Drive it with random.choices and random.shuffle. A single 10,000-op fuzz run typically catches all the standard bugs (off-by-ones, missing root collapse, separator confusion, etc.).
Recommended order¶
- Task 1 (insert) — get the structure right.
- Task 3 (inorder) — gives you the sanity check.
- Task 8 (verify, from
interview.mdProblem 8) — integrate into every later test. - Task 2 (delete) — the hardest single task.

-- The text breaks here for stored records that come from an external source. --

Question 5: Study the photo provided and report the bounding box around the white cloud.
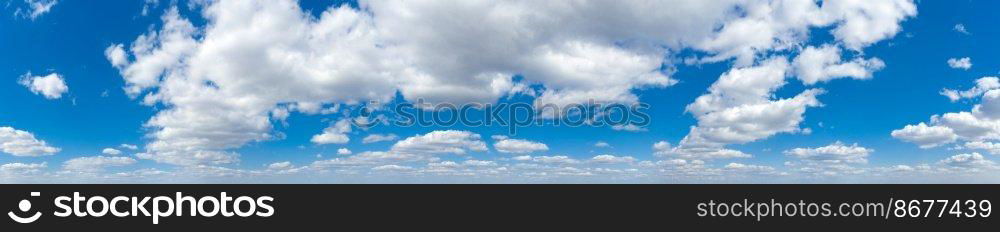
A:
[823,0,917,51]
[660,0,915,159]
[954,24,970,35]
[104,44,129,68]
[938,153,997,170]
[895,77,1000,149]
[0,127,60,157]
[311,119,352,145]
[792,45,884,85]
[311,130,488,170]
[391,130,487,155]
[663,58,823,159]
[891,123,959,149]
[531,156,580,165]
[372,164,414,172]
[267,161,293,171]
[63,156,137,172]
[17,0,58,20]
[594,141,611,148]
[18,72,68,99]
[610,124,647,132]
[724,163,776,173]
[493,137,549,154]
[101,148,123,156]
[312,151,423,168]
[962,141,1000,155]
[337,148,352,155]
[362,134,399,144]
[590,154,636,164]
[135,150,238,166]
[941,77,999,102]
[107,0,916,166]
[0,162,47,175]
[463,160,496,167]
[947,57,972,70]
[784,141,873,164]
[119,144,139,150]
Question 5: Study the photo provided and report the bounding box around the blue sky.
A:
[1,0,999,183]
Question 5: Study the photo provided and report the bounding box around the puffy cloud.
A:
[108,3,388,165]
[493,136,549,154]
[660,0,915,159]
[104,44,129,68]
[135,150,238,166]
[954,24,970,35]
[391,130,487,155]
[947,57,972,70]
[792,45,884,85]
[337,148,352,155]
[312,151,424,168]
[101,148,123,156]
[724,163,777,173]
[18,72,68,99]
[938,153,997,170]
[107,0,916,166]
[362,134,399,144]
[693,0,915,64]
[265,162,306,174]
[784,141,872,164]
[367,0,740,106]
[891,122,965,149]
[940,77,999,102]
[312,130,488,169]
[372,165,414,172]
[886,165,916,172]
[781,141,875,177]
[0,127,60,157]
[531,156,580,165]
[786,162,864,177]
[266,161,294,171]
[0,162,47,175]
[652,141,750,160]
[311,119,352,145]
[822,0,917,50]
[463,160,497,167]
[590,154,636,164]
[962,141,1000,155]
[610,124,647,132]
[62,156,137,172]
[594,141,611,148]
[662,58,822,159]
[119,144,139,150]
[895,77,1000,149]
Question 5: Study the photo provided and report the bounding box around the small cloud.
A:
[611,124,647,132]
[311,119,351,145]
[15,0,58,20]
[18,72,69,99]
[947,57,972,70]
[119,144,139,150]
[102,148,123,156]
[362,134,399,144]
[594,141,611,148]
[954,24,970,35]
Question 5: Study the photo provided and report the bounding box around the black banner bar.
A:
[1,185,995,230]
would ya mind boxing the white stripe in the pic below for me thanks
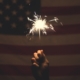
[0,54,80,66]
[46,15,80,25]
[41,0,80,7]
[0,34,80,46]
[0,75,80,80]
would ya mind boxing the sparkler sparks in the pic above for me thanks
[27,12,62,39]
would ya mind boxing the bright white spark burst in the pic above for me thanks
[27,12,62,39]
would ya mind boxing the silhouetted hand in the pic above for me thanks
[31,50,49,80]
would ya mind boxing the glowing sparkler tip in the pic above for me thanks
[27,12,62,39]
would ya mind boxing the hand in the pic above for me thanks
[31,50,49,80]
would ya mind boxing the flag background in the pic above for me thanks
[0,0,80,80]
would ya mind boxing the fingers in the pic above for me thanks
[37,50,42,58]
[31,57,39,67]
[33,52,39,59]
[31,57,36,63]
[31,49,46,66]
[33,63,39,67]
[37,50,45,58]
[37,50,43,54]
[33,50,44,59]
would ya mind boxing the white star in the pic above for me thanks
[26,0,31,4]
[12,10,17,15]
[25,11,31,16]
[5,16,10,21]
[19,16,24,21]
[12,0,17,3]
[5,5,10,9]
[0,0,3,3]
[19,5,24,9]
[0,23,2,28]
[11,23,16,28]
[0,10,3,15]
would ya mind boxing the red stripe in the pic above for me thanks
[0,24,80,35]
[47,24,80,35]
[1,24,80,35]
[0,65,80,76]
[0,44,80,55]
[41,6,80,15]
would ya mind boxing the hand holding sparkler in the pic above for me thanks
[31,50,49,80]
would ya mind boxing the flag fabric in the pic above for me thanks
[0,0,40,34]
[0,0,80,80]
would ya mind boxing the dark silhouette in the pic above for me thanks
[31,50,49,80]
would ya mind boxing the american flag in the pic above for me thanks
[0,0,80,80]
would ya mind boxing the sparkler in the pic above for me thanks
[27,12,62,39]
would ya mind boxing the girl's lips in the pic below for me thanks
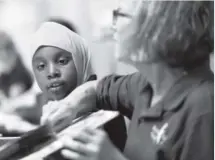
[48,81,65,91]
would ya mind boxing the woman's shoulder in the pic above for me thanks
[128,72,150,92]
[97,72,149,99]
[184,75,214,118]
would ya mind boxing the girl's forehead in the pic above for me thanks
[33,46,72,59]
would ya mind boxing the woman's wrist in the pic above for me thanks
[64,80,98,102]
[63,80,99,117]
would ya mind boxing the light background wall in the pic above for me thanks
[0,0,137,84]
[0,0,212,85]
[0,0,212,131]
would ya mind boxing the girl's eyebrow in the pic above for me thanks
[55,51,72,59]
[33,56,45,62]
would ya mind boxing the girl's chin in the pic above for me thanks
[48,93,66,101]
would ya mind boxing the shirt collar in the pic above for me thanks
[140,69,213,120]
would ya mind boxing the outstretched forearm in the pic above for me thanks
[42,73,138,124]
[62,80,99,117]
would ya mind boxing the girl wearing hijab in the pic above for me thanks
[0,21,95,137]
[0,21,94,134]
[32,21,126,153]
[0,21,93,136]
[0,21,96,144]
[32,22,93,101]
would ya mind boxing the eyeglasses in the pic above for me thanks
[97,7,133,42]
[112,8,132,30]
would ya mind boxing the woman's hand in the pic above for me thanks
[60,128,127,160]
[0,112,38,135]
[41,81,98,125]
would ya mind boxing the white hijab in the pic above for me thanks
[32,22,93,86]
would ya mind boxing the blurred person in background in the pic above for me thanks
[0,31,36,136]
[41,1,213,160]
[0,31,33,102]
[0,19,86,136]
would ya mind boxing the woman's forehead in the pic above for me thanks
[117,0,140,15]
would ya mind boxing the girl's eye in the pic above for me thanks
[58,58,69,65]
[36,63,46,71]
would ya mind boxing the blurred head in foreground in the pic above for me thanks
[113,0,213,71]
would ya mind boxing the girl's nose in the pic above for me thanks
[47,64,61,79]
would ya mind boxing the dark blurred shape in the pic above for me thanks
[0,123,54,160]
[0,31,33,102]
[48,18,78,33]
[87,74,97,81]
[208,1,214,43]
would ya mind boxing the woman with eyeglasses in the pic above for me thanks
[42,1,213,160]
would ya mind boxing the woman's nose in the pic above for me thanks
[47,64,61,79]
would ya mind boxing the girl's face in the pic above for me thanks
[32,46,77,100]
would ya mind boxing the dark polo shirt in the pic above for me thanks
[97,70,213,160]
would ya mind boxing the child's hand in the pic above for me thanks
[0,112,38,135]
[60,128,124,160]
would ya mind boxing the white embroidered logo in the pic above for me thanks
[151,123,168,145]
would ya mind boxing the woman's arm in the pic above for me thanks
[96,74,139,119]
[41,73,146,124]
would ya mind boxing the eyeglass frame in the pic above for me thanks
[112,8,133,30]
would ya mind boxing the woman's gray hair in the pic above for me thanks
[123,1,213,69]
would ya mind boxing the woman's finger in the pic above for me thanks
[42,101,58,115]
[87,128,109,145]
[47,103,76,125]
[41,101,59,124]
[61,136,93,155]
[47,108,70,124]
[83,127,97,135]
[61,149,81,160]
[72,130,93,144]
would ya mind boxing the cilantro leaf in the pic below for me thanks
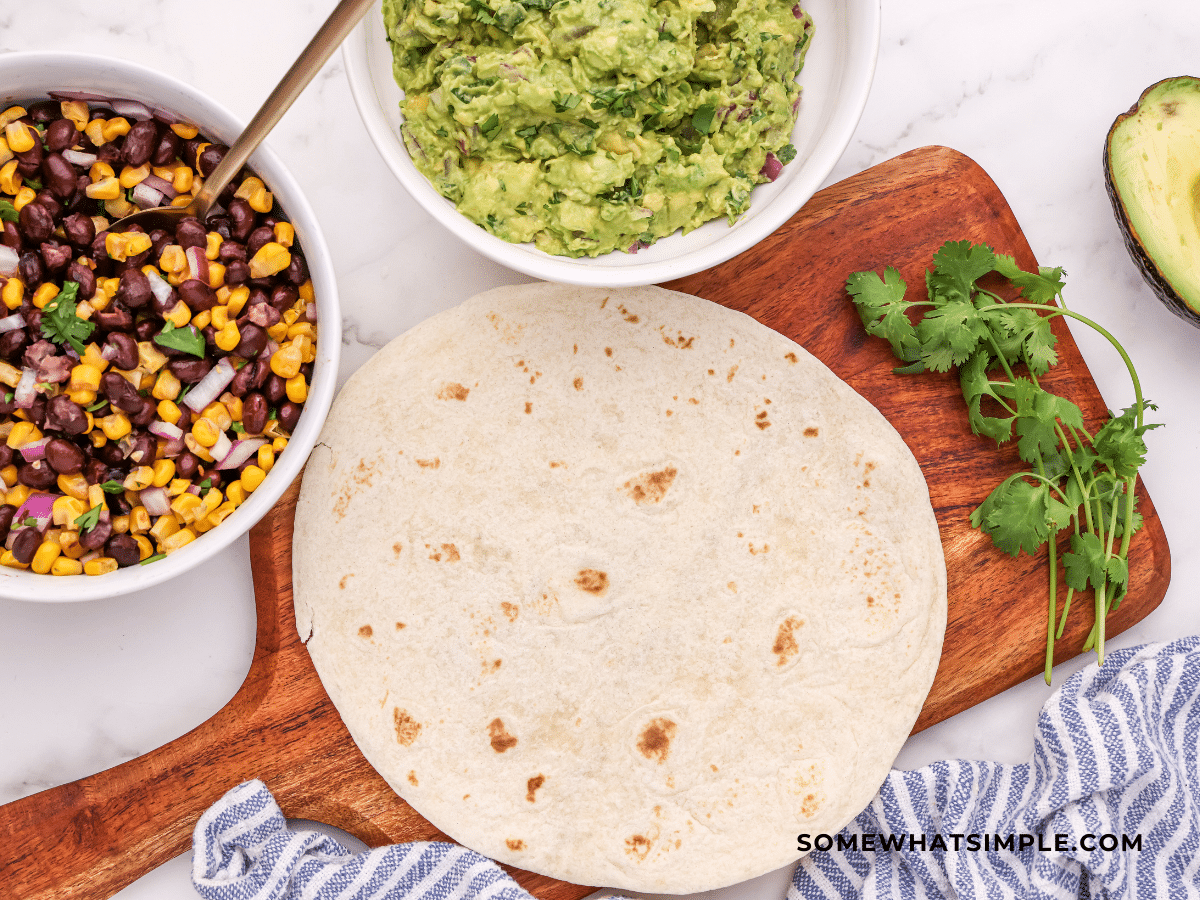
[99,480,126,494]
[1062,532,1107,593]
[776,143,797,164]
[972,477,1058,557]
[0,199,18,223]
[916,299,990,372]
[153,321,206,357]
[691,103,717,135]
[928,240,996,302]
[75,503,103,532]
[846,267,919,361]
[40,282,94,355]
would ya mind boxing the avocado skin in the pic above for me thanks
[1104,75,1200,327]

- Task 5 (range), Task 6 (kth) — additive features.
- Task 4 (bulk load) — quick once tests work.
- Task 7 (pretty-print) — invaluable for debugging Task 9 and beyond.
- Task 8 (persistent) — exercises the immutability mindset.
- Task 9 (disk) — exercises serialization.
- Task 10 (concurrent) — capstone.
If you complete all 10 with passing fuzz tests, you have implemented something close to a production-grade embedded ordered KV store. Compare your code line-count to bbolt (~1,500 lines) and SQLite's btree.c (~10,000 lines) to calibrate your accomplishment.